1. Life moves slowly in Hawaii.
There’s no need to rush when you’re on island time; so, sit back, relax, and enjoy the scenery.
2. We are not all Hawaiians.
Shocker, only about 10 percent of Hawaii residents are actually Hawaiian and can trace their roots to the islands’ first settlers. The rest are just Hawaii locals.
3. Hawaii used to be ruled by a monarchy.
And we are the only state to celebrate royal figures.
4. And the Hawaiian sovereignty movement is alive and well.
There are various grassroots organizations and cultural groups who advocate for sovereignty. It is an extremely complicated movement, and, as a transplant, I can’t begin to understand the complexities of these issues.
5. There is a major homelessness epidemic in Honolulu.
So, please, do not joke about how you would live on the beach if you could only call Hawaii home.
6. It’s not soy sauce, it’s shoyu.
Sure, we might still understand you when you say soy sauce, but just, don’t.
7. Our weather isn’t always perfect, all the time.
It does rain here quite a bit, and there is no way your shorts and tank tops are going to cut it when you head to higher elevation - especially Mauna Kea, which does occasionally get snow in the winter.
8. Kapu means forbidden.
This is merely a friendly reminder that you should respect any and all signs reading “Kapu.”
9. Hawaii is astronomically expensive.
Do your research before you vacation in Hawaii. No one wants to hear about how shocked you are about the price of a gallon of gas, or a burger.
10 Men can dance the hula, too.
In fact, men used to practice the hula in preparation for battle. You can thank Hollywood for the stereotype of women in grass skirts and coconut bras…

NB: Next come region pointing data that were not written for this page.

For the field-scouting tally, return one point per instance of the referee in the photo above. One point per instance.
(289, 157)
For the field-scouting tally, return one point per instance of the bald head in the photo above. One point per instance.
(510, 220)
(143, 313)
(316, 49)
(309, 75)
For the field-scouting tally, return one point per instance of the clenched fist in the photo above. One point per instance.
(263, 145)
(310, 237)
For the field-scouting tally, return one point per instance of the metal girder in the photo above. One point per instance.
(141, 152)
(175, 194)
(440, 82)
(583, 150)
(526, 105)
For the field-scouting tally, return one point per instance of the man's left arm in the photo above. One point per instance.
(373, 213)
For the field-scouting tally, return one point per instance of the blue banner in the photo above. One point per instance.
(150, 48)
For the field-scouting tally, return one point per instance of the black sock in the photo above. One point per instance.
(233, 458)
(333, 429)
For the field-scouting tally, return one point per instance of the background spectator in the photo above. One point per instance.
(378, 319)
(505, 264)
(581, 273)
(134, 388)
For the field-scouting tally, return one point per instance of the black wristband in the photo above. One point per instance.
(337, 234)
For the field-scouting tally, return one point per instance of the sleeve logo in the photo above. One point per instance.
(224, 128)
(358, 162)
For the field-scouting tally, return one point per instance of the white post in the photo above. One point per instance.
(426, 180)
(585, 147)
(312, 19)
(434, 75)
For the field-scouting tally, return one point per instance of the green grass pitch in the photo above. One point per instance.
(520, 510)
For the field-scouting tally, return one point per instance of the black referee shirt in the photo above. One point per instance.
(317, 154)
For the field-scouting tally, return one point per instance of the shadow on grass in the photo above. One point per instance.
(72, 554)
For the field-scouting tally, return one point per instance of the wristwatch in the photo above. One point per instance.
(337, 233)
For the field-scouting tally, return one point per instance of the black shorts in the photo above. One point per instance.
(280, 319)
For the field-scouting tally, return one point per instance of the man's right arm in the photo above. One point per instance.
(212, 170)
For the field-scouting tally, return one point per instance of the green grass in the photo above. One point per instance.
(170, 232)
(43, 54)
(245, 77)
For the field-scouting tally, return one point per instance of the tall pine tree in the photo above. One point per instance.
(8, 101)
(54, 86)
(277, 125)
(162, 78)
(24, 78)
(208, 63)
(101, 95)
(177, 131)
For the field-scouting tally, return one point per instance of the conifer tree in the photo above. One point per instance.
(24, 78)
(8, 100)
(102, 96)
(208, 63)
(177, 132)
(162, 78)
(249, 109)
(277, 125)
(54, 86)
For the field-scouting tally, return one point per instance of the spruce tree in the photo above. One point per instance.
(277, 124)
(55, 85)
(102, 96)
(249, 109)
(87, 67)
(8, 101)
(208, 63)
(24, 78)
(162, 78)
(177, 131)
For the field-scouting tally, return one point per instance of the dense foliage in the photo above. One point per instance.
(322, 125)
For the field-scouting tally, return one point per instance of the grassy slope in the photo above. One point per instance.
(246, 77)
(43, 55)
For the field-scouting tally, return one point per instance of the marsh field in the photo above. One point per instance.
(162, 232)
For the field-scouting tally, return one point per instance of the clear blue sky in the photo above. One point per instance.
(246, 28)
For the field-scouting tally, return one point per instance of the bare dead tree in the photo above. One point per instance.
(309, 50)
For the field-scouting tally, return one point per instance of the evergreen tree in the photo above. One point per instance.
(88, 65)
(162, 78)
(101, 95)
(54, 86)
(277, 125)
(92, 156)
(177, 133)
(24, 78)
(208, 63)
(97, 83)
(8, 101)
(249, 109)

11. You must give respect to receive it.
The Hawaiian Islands may be full of Aloha spirit, but you aren’t going to experience any of it if you don’t have a little respect for the land and the people who live here.
12. Hawaii is unique in not only its scenery, but its culture; embrace it.
The beautiful Aloha state is perhaps the most unique in the country, and unless you embrace the culture and lifestyle, you’ll never fully enjoy the islands.